According to the Indiana Small Business Economic Profile 2021, there are nearly 530,000 small businesses in Indiana, employing more than 1.2 million Hoosiers.
David Watkins, senior vice president of entrepreneurship and small business for the Indiana Economic Development Corporation, said the one component large and small companies have in common also makes them competitors.
"It is not easy for a small business at times to compete on a talent basis with some of our large corporations that do great work for the community but are competing for the same workers," Watkins pointed out.
Watkins acknowledged access to capital is important, and the corporation works to connect small businesses to a bank, investor, venture capital firm or loan fund to help them expand.
The Community Reinvestment Act, enacted by Congress in 1977, encourages depository institutions to address the credit needs of the communities in which they operate.

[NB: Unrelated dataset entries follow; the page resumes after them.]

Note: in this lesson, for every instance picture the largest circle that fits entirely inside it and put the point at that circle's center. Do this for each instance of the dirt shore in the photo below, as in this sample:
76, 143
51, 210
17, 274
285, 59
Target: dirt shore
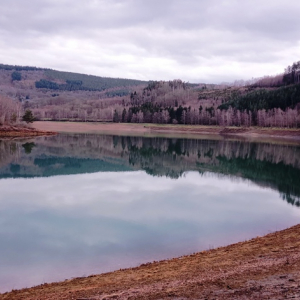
263, 268
22, 131
191, 131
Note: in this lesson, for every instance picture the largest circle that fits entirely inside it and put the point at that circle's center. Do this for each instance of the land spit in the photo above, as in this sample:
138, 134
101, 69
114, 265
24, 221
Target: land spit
167, 130
8, 131
262, 268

In 2019, banks issued $1.5 billion dollars in loans to Indiana businesses with revenues of $1 million or less.
The growing use of social media and online shopping can affect the costs and efficiency of a small business' operations. Watkins noted technology can be both an asset and a hindrance for a small business looking to solve problems.
"If technology can be leveraged to increase production, lower costs, increase the efficiency of their operations, their talent retention," Watkins outlined. "I think the role for the state to play, in that regard, is making sure that our small businesses are aware of and staying on the cutting edge of this technological innovation so that Indiana continues to be at the very forefront of the economy for the future. "
According to the 2021 report, construction, scientific and technical services, retail trade, real estate, rental/leasing, administrative/support and waste management are the state's leading small businesses.
Women owned 42.4% of Indiana businesses, veterans owned 7.2%, Hispanics owned 3.8%, and other racial group -- American Indian and Alaska Native, Asian, Black, or African American, Native Hawaiian, and other Pacific Islanders -- comprise 10.8% of small businesses in Indiana.
The Small Business and Entrepreneurship Council's Small Business Policy Index 2019 researched 50 states based on their public policy climates for the risk-taking that drives economic growth and job creation and ranked Indiana as the eighth-most entrepreneur-friendly state in the nation.